In short, I’m not sure exactly how “the science is against me.”

The medical journal the Lancet had this to say about the Pope’s remarks, which it described as “wildly inaccurate”:

By saying that condoms exacerbate the problem of HIV/Aids, the pope has publicly distorted scientific evidence to promote Catholic doctrine.

“Whether the pope’s error was due to ignorance or a deliberate attempt to manipulate science to support Catholic ideology is unclear … When any influential person, be it a religious or political leader, makes a false scientific statement that could be devastating to the health of millions of people, they should retract or correct the public record. Anything less from Pope Benedict would be an immense disservice to the public and health advocates, including many thousands of Catholics who work tirelessly to try and prevent the spread of HIV/Aids worldwide.

10 04 2009
Bruce

Misinterpretation of Green. How did I know that was coming, lol?

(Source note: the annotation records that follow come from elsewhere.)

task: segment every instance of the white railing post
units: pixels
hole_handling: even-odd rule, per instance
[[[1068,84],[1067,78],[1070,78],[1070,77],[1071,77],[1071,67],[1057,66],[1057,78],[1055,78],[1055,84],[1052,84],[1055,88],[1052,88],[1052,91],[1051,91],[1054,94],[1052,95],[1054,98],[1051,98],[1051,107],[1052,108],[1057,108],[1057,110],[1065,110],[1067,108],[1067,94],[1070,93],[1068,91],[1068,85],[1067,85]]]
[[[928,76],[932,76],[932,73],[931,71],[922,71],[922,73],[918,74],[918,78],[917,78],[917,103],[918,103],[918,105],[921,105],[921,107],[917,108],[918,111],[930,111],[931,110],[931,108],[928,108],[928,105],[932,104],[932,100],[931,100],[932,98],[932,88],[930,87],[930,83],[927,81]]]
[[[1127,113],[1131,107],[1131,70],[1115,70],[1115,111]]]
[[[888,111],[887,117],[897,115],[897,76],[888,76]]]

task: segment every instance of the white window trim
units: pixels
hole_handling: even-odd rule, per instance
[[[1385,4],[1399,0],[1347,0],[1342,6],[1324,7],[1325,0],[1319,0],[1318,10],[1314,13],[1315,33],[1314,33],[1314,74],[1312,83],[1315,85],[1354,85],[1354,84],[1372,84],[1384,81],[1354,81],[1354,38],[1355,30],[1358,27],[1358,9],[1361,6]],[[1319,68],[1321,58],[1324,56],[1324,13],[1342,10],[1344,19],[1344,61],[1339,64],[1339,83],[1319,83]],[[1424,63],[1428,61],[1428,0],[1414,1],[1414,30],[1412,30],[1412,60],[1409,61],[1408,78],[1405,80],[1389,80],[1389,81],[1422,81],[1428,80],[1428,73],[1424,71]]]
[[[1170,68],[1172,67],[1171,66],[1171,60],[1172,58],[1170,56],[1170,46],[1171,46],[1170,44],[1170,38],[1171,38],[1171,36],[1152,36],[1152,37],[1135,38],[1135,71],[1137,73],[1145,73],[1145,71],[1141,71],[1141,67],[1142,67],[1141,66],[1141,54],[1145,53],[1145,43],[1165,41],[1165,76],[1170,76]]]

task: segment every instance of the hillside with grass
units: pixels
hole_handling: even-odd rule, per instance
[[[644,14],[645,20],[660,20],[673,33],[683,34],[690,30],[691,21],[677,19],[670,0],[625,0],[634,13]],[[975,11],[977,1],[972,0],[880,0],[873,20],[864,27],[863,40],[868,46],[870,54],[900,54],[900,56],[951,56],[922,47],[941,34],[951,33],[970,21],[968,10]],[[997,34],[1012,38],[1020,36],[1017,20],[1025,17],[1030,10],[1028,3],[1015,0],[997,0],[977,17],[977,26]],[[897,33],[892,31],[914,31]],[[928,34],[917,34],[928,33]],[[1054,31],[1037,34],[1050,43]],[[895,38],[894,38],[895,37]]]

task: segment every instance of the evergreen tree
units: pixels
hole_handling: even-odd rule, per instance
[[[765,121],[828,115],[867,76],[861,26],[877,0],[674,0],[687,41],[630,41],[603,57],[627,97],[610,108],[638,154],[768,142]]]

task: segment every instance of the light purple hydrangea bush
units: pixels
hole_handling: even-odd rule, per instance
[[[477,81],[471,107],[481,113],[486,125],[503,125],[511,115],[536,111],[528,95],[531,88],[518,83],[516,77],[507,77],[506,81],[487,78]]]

Michael J. Bayly dealt with this set of cannards deftly in the comments here the other week.

In short, Green’s assertions don’t actually back up what the Pope is saying.

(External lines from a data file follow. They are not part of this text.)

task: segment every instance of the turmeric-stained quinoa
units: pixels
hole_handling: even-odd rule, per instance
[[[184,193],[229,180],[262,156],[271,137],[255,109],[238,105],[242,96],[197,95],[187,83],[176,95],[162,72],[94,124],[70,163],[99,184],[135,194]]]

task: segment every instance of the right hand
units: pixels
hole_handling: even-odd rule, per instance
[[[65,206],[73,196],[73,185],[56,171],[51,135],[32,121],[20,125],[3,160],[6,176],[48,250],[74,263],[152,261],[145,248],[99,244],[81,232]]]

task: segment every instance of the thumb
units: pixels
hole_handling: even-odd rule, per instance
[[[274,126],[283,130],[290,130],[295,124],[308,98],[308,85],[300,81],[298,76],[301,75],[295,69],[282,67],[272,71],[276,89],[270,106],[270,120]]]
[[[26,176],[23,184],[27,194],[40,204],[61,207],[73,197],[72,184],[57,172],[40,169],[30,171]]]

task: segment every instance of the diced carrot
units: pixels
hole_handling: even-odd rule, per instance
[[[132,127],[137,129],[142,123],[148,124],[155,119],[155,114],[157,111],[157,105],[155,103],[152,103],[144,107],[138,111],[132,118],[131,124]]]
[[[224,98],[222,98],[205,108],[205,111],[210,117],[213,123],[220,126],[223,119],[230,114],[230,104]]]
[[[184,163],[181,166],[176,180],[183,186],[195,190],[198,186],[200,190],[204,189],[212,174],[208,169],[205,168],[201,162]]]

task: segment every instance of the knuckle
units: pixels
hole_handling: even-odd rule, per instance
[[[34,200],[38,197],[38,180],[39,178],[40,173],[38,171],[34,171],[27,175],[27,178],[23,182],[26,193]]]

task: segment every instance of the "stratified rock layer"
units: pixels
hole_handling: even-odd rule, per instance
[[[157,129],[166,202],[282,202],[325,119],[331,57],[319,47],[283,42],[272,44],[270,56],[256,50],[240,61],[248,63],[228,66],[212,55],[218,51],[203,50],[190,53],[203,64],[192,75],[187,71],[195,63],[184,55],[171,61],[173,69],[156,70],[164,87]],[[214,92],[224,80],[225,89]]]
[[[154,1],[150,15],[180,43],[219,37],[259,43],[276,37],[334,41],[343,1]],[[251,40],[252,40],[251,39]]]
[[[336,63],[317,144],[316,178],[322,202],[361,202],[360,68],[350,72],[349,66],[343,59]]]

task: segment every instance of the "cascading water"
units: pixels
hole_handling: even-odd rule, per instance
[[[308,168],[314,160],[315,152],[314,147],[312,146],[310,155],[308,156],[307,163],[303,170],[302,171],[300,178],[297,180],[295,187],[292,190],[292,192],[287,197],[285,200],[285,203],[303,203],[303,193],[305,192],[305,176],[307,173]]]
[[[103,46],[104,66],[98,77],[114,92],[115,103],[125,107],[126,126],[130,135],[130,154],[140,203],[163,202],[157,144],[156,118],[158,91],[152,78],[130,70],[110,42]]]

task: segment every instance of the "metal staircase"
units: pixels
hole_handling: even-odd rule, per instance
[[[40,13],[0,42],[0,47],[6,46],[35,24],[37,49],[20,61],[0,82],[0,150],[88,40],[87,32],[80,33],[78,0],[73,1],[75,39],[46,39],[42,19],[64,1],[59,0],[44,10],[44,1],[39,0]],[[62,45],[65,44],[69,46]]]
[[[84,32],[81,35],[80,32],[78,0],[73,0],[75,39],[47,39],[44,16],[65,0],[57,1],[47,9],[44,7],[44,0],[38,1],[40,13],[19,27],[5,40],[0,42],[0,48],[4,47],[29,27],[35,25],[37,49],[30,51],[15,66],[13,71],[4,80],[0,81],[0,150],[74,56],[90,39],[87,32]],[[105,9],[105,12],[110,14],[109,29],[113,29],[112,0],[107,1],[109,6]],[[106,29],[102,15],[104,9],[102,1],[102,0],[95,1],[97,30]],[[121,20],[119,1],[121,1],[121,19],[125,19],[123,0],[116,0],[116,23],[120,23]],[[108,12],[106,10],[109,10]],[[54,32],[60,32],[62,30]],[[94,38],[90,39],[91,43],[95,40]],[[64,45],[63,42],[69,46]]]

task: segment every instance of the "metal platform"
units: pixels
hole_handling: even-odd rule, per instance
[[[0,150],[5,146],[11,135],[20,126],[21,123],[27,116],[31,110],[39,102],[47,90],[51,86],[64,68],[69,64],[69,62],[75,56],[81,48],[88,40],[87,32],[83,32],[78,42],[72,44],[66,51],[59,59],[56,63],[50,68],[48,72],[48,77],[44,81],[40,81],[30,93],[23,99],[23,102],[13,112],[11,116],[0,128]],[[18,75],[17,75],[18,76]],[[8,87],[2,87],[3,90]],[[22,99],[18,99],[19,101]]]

This kind of error is bound to pop up when people start sifting through scientific literature for confirmatory evidence, instead of taking the full body of disconfirmatory evidence into account – which has obviously in the case of Green, been left out by those citing him in support of the Pope. It’s called confirmation bias and it’s not scientific.

So no, Green’s science isn’t against AV.

10 04 2009
Glenn

Green (in the article that he personally wrote): The “empirical facts” support the Pope’s comments about Africa.

Me: According to Green, the “science” supports what the Pope said about Africa.

Bruce: “Misinterpretation of Green. How did I know that was coming, lol?”

Me: O… K….

10 04 2009
Glenn

Oh and Bruce, I didn’t forget the link. it just doesn’t work for some reason. Hover over it, you’ll see what I mean.

10 04 2009
Glenn

Why oh why can’t we edit posts that we have written?

I wanted to edit the above post to say: Whoops, not Bruce, the other guy.